To the editor:

Recently, President Bush unveiled his proposal for revamping the federal student financial assistance programs. The package included an increase in funding for Pell Grants, the main federal scholarship program for low-income students, and targeted more of the grant money to the very poorest students. I was very encouraged to see this since that will help more low-income students go to school.At the same time, I saw discouraging signs that his proposal would scale back eligibility for federal student loan programs. It could hurt the nearly 5,000 students who attend private career schools in Utah and the many more who plan on pursuing their education in the future.

Bush is proposing eliminating eligibility for loans for students enrolled in programs that last less than 600 hours. Denying loan eligibility to students in shorter-term programs would hurt those who cannot afford being out of the job market for a long period.

This will limit the educational opportunity for students and also reduce the supply of front-line, entry-level workers that our state's economic future depends on.

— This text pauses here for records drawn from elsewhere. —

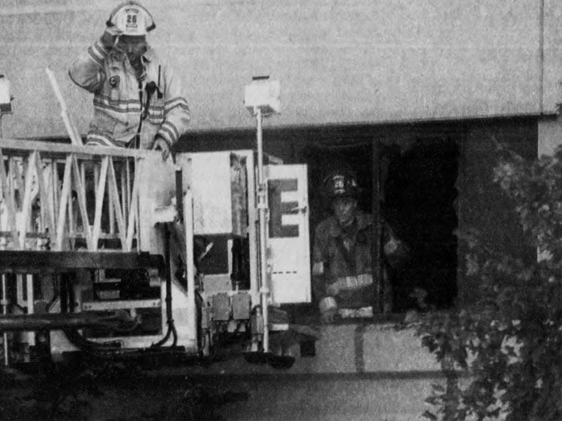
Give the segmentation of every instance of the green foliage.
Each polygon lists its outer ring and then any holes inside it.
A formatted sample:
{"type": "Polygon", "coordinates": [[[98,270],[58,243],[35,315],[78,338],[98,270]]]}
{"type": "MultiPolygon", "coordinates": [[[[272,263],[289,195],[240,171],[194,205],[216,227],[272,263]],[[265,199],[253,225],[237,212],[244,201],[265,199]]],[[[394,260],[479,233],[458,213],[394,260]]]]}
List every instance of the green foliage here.
{"type": "Polygon", "coordinates": [[[459,234],[480,299],[419,325],[446,378],[427,400],[430,420],[562,419],[562,149],[533,162],[498,152],[494,181],[542,260],[526,263],[480,233],[459,234]]]}

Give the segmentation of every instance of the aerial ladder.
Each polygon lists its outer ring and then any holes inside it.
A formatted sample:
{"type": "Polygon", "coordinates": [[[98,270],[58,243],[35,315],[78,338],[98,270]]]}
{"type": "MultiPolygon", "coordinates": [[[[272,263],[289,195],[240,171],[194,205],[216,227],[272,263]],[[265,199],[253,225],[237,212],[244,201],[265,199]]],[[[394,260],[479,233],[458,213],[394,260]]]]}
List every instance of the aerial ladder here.
{"type": "Polygon", "coordinates": [[[291,347],[317,337],[280,308],[311,299],[306,167],[264,165],[258,124],[258,153],[175,163],[0,138],[4,365],[38,350],[193,363],[234,347],[290,367],[291,347]]]}

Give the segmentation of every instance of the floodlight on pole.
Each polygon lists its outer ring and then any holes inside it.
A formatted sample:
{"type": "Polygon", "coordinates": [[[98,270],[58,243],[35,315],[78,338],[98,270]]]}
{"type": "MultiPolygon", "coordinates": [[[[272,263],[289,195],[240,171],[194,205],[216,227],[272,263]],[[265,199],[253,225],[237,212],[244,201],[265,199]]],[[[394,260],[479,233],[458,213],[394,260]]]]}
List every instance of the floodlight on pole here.
{"type": "Polygon", "coordinates": [[[0,73],[0,137],[2,137],[2,116],[12,113],[12,100],[14,97],[10,93],[10,80],[0,73]]]}
{"type": "Polygon", "coordinates": [[[279,80],[270,80],[269,76],[255,76],[244,89],[244,105],[256,117],[256,141],[257,144],[257,209],[259,224],[259,295],[261,314],[264,318],[263,347],[269,352],[269,305],[270,288],[268,283],[267,236],[266,235],[268,205],[266,202],[266,183],[264,179],[264,140],[262,120],[280,111],[279,80]]]}

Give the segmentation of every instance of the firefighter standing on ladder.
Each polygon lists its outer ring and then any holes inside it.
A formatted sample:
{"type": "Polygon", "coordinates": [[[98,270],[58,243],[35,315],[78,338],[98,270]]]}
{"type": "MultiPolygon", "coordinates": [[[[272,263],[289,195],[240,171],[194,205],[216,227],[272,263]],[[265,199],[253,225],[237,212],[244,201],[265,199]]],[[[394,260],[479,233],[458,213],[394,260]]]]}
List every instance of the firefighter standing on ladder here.
{"type": "Polygon", "coordinates": [[[189,122],[179,80],[146,42],[156,25],[140,3],[111,12],[101,38],[69,74],[94,94],[87,144],[157,149],[166,159],[189,122]]]}
{"type": "MultiPolygon", "coordinates": [[[[325,194],[333,214],[316,227],[313,248],[312,286],[323,323],[339,317],[373,316],[374,282],[384,294],[383,304],[392,306],[388,271],[383,279],[373,277],[372,247],[375,241],[372,215],[358,207],[360,189],[355,174],[338,170],[324,179],[325,194]]],[[[390,226],[382,221],[384,267],[403,262],[409,253],[390,226]]]]}

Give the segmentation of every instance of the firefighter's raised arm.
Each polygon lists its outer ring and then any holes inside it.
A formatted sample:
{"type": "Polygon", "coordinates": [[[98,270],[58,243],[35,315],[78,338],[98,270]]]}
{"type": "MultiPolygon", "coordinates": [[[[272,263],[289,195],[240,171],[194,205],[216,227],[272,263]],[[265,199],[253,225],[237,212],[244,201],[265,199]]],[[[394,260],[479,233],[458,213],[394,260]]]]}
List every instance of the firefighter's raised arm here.
{"type": "Polygon", "coordinates": [[[190,115],[178,78],[147,42],[156,27],[152,16],[130,0],[113,10],[106,25],[69,71],[94,94],[87,144],[156,149],[166,159],[190,115]]]}

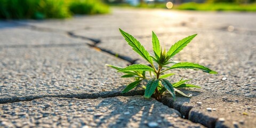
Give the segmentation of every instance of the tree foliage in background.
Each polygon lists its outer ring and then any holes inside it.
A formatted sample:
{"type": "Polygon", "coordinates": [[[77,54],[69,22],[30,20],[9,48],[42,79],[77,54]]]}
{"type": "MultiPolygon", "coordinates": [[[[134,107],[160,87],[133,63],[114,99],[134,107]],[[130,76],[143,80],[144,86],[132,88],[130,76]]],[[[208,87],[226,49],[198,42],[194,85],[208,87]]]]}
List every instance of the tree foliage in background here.
{"type": "Polygon", "coordinates": [[[0,19],[64,18],[109,11],[99,0],[0,0],[0,19]],[[86,11],[76,11],[74,9],[86,11]]]}

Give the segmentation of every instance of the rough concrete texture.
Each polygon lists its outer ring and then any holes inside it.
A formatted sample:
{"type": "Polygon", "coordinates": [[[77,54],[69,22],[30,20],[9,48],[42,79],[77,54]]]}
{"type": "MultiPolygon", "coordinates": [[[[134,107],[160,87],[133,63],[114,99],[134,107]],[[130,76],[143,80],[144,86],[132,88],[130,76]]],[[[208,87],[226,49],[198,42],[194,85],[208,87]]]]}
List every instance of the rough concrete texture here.
{"type": "Polygon", "coordinates": [[[127,62],[84,45],[3,49],[0,57],[0,103],[45,97],[114,97],[121,95],[131,81],[105,66],[127,62]]]}
{"type": "Polygon", "coordinates": [[[182,116],[208,127],[253,127],[256,125],[255,98],[218,92],[194,94],[191,98],[178,97],[175,101],[166,96],[162,102],[179,110],[182,116]]]}
{"type": "MultiPolygon", "coordinates": [[[[167,50],[178,40],[197,33],[173,59],[199,63],[219,74],[170,71],[176,74],[169,78],[172,82],[181,77],[192,79],[188,83],[202,89],[182,90],[193,97],[178,97],[175,102],[166,97],[163,103],[180,111],[185,118],[209,127],[253,127],[256,125],[255,16],[252,13],[114,9],[111,14],[63,20],[0,21],[0,102],[42,97],[122,95],[122,89],[131,79],[119,78],[120,74],[104,65],[125,66],[129,62],[106,51],[130,60],[140,58],[125,42],[118,28],[138,38],[150,52],[151,30],[167,50]],[[95,44],[91,39],[100,41],[96,46],[106,51],[87,46],[95,44]]],[[[141,59],[137,62],[145,62],[141,59]]],[[[126,94],[142,94],[140,88],[137,90],[126,94]]]]}
{"type": "Polygon", "coordinates": [[[141,96],[95,99],[44,98],[0,105],[0,127],[204,127],[141,96]]]}

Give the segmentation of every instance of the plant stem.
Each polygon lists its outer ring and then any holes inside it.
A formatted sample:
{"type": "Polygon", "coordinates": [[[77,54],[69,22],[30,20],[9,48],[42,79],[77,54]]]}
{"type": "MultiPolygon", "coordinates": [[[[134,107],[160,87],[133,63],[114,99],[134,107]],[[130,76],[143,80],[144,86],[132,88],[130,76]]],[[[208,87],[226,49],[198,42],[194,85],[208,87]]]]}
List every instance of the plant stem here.
{"type": "MultiPolygon", "coordinates": [[[[158,70],[157,70],[157,71],[156,72],[156,78],[157,79],[159,79],[159,77],[160,76],[162,68],[162,67],[158,66],[158,70]]],[[[156,89],[155,90],[155,91],[156,98],[157,100],[158,99],[158,100],[159,100],[159,98],[160,98],[160,93],[158,92],[158,90],[157,89],[157,87],[156,88],[156,89]]]]}
{"type": "Polygon", "coordinates": [[[159,79],[159,77],[160,76],[160,74],[161,74],[161,69],[162,69],[162,67],[158,66],[158,70],[157,70],[157,72],[156,73],[156,78],[159,79]]]}

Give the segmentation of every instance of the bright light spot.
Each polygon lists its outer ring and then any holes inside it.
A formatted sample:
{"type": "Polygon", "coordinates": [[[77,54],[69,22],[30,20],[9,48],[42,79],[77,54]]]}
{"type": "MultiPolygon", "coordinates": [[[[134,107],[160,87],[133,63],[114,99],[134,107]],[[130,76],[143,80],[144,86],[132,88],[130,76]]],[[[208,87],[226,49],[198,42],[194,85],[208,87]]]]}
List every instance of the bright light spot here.
{"type": "Polygon", "coordinates": [[[172,4],[172,2],[168,2],[166,3],[166,7],[168,9],[171,9],[172,8],[172,6],[173,6],[173,4],[172,4]]]}
{"type": "Polygon", "coordinates": [[[234,27],[234,26],[228,26],[227,29],[228,29],[228,31],[230,31],[230,32],[231,32],[231,31],[234,31],[234,30],[235,29],[235,27],[234,27]]]}

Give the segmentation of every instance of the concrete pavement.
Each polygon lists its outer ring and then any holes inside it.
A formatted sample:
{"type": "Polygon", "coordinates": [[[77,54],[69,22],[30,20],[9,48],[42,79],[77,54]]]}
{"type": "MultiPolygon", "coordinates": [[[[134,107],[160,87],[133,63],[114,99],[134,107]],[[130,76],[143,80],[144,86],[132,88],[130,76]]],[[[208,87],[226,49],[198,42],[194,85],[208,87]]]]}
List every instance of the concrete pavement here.
{"type": "Polygon", "coordinates": [[[110,14],[63,20],[0,21],[0,126],[253,127],[256,125],[255,16],[114,9],[110,14]],[[197,33],[174,60],[199,63],[219,74],[172,71],[177,75],[170,81],[191,78],[190,83],[202,88],[183,90],[193,97],[179,97],[175,101],[166,95],[164,105],[141,97],[119,97],[142,95],[143,90],[138,87],[122,94],[131,80],[120,78],[121,74],[105,65],[124,67],[131,61],[145,61],[127,45],[118,28],[150,52],[151,30],[167,49],[197,33]],[[133,100],[141,103],[134,106],[133,100]],[[104,107],[100,103],[102,101],[112,107],[104,107]],[[139,115],[143,113],[142,106],[148,110],[152,105],[156,109],[147,113],[150,118],[139,115]],[[101,106],[109,113],[101,111],[101,106]],[[134,108],[126,111],[130,106],[134,108]],[[95,106],[99,108],[92,111],[79,110],[95,106]],[[167,111],[164,116],[163,109],[167,111]],[[58,110],[62,113],[56,114],[58,110]],[[176,115],[170,116],[173,114],[176,115]],[[118,122],[123,116],[124,120],[118,122]]]}

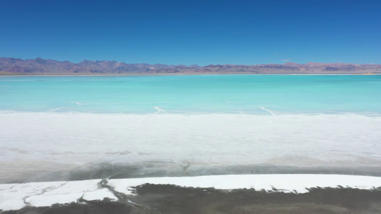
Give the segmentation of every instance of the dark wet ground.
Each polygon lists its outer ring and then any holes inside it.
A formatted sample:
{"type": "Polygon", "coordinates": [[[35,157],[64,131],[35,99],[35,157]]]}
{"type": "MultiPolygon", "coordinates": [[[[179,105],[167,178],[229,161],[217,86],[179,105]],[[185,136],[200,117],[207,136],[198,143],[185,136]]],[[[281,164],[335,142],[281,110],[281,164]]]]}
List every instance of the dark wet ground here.
{"type": "Polygon", "coordinates": [[[136,190],[137,196],[125,195],[118,202],[104,200],[86,204],[29,207],[2,214],[381,213],[381,190],[314,188],[296,194],[145,184],[136,190]]]}

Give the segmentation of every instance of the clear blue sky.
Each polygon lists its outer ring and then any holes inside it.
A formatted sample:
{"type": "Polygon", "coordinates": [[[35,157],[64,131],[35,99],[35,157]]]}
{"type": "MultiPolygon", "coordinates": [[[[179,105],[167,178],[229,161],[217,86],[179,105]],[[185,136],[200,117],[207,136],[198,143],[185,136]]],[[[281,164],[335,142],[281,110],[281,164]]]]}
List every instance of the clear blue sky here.
{"type": "Polygon", "coordinates": [[[380,8],[379,0],[3,1],[0,57],[381,64],[380,8]]]}

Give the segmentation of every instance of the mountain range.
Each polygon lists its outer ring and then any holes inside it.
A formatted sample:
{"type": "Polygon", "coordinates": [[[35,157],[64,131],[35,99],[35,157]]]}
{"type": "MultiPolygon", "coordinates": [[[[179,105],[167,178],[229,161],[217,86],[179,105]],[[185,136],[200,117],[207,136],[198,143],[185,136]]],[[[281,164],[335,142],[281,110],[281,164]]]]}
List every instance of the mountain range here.
{"type": "Polygon", "coordinates": [[[83,60],[79,63],[41,58],[0,58],[0,75],[216,73],[381,73],[381,65],[308,62],[255,65],[167,65],[83,60]]]}

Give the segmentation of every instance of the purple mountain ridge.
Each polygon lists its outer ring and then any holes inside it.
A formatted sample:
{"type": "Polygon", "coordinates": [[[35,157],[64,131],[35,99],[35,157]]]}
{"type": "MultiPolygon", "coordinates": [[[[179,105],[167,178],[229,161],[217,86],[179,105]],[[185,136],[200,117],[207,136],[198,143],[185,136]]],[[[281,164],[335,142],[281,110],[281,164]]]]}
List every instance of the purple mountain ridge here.
{"type": "Polygon", "coordinates": [[[116,61],[83,60],[79,63],[51,59],[0,58],[0,75],[160,74],[228,73],[374,73],[381,74],[381,65],[308,62],[283,64],[197,65],[127,64],[116,61]]]}

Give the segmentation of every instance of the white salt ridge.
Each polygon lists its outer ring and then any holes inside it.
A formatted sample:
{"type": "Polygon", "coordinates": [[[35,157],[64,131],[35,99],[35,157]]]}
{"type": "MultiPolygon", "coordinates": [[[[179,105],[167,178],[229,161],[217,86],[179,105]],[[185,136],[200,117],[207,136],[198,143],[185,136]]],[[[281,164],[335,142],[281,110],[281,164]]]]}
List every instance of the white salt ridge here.
{"type": "Polygon", "coordinates": [[[149,183],[172,184],[184,187],[214,187],[221,190],[275,188],[286,193],[304,193],[306,188],[344,187],[372,189],[381,187],[381,177],[325,174],[254,174],[209,176],[187,177],[147,177],[110,180],[108,184],[115,190],[131,194],[132,187],[149,183]]]}
{"type": "Polygon", "coordinates": [[[30,206],[49,206],[56,203],[117,198],[107,189],[99,189],[100,179],[0,184],[0,209],[20,209],[30,206]]]}
{"type": "MultiPolygon", "coordinates": [[[[81,197],[87,201],[117,198],[108,189],[99,189],[100,179],[0,184],[0,209],[17,210],[26,206],[49,206],[56,203],[76,202],[81,197]]],[[[133,187],[146,183],[222,190],[253,188],[260,191],[304,193],[306,188],[344,187],[370,190],[381,187],[381,177],[321,174],[256,174],[174,177],[148,177],[110,180],[114,190],[133,194],[133,187]]]]}

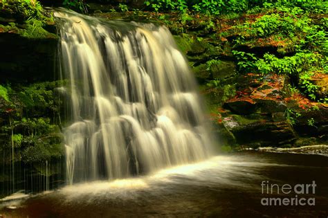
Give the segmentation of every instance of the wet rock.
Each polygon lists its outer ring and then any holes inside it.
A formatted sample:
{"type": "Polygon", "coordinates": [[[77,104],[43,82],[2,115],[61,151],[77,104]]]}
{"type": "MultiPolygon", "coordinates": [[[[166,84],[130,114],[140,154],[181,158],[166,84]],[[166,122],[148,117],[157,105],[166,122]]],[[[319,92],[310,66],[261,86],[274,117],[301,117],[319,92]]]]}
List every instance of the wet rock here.
{"type": "Polygon", "coordinates": [[[257,108],[256,102],[250,98],[239,98],[230,100],[224,102],[224,107],[231,109],[237,114],[253,113],[257,108]]]}
{"type": "Polygon", "coordinates": [[[309,109],[298,109],[300,116],[297,118],[294,129],[300,136],[328,136],[328,105],[318,105],[309,109]]]}
{"type": "Polygon", "coordinates": [[[192,68],[196,79],[199,83],[204,83],[211,79],[211,74],[206,64],[200,64],[192,68]]]}
{"type": "Polygon", "coordinates": [[[253,100],[257,103],[257,107],[260,109],[262,113],[284,112],[287,109],[283,101],[275,98],[258,98],[253,100]]]}
{"type": "Polygon", "coordinates": [[[230,61],[219,61],[210,67],[213,79],[226,79],[233,77],[237,73],[236,64],[230,61]]]}
{"type": "MultiPolygon", "coordinates": [[[[230,125],[232,124],[230,123],[230,125]]],[[[215,123],[214,128],[218,136],[217,142],[219,145],[234,145],[236,144],[236,138],[231,131],[228,129],[226,123],[216,122],[215,123]]]]}
{"type": "Polygon", "coordinates": [[[328,75],[320,75],[318,78],[311,78],[310,81],[318,86],[318,89],[316,91],[316,96],[318,99],[325,99],[327,98],[328,93],[328,75]]]}
{"type": "Polygon", "coordinates": [[[283,145],[295,140],[291,125],[283,122],[256,122],[241,125],[231,129],[240,145],[260,143],[263,145],[283,145]]]}

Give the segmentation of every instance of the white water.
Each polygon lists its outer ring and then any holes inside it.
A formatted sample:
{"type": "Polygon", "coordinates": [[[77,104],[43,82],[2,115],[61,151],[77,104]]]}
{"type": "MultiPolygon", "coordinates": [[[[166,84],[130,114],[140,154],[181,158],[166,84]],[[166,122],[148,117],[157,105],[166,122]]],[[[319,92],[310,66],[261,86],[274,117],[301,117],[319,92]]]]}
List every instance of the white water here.
{"type": "Polygon", "coordinates": [[[70,184],[125,178],[210,156],[196,84],[165,27],[55,13],[70,184]]]}

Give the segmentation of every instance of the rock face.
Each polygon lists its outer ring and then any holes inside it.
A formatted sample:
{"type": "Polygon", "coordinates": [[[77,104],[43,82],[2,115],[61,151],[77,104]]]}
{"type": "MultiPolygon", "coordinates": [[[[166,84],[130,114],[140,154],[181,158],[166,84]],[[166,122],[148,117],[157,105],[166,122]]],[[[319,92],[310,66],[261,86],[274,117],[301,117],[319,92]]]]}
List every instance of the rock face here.
{"type": "Polygon", "coordinates": [[[23,16],[24,4],[10,6],[2,10],[0,1],[0,198],[64,181],[61,110],[55,94],[64,83],[53,82],[55,24],[35,14],[23,16]]]}
{"type": "Polygon", "coordinates": [[[28,37],[10,28],[0,29],[0,81],[53,80],[57,45],[57,39],[53,34],[28,37]]]}

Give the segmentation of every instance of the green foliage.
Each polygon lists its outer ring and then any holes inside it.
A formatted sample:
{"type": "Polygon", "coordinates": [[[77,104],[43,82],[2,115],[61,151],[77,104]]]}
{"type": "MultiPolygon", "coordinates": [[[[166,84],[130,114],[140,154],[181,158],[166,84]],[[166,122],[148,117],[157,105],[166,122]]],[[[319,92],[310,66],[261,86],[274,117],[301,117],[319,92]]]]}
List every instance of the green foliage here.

He also wants to require credit checks for all borrowers over the age of 21. That contradicts the whole aim of the federal loan program - to serve at-risk students who can't get regular loans from a bank. This again would hurt students the programs are supposed to help.

In the coming months, as Congress debates the future of student aid programs, I ask them to remember that they also will be determining the educational opportunities students, both present and future, can pursue. That, in turn, will determine whether Utah will have the kind of skilled work force it needs for a vibrant economy.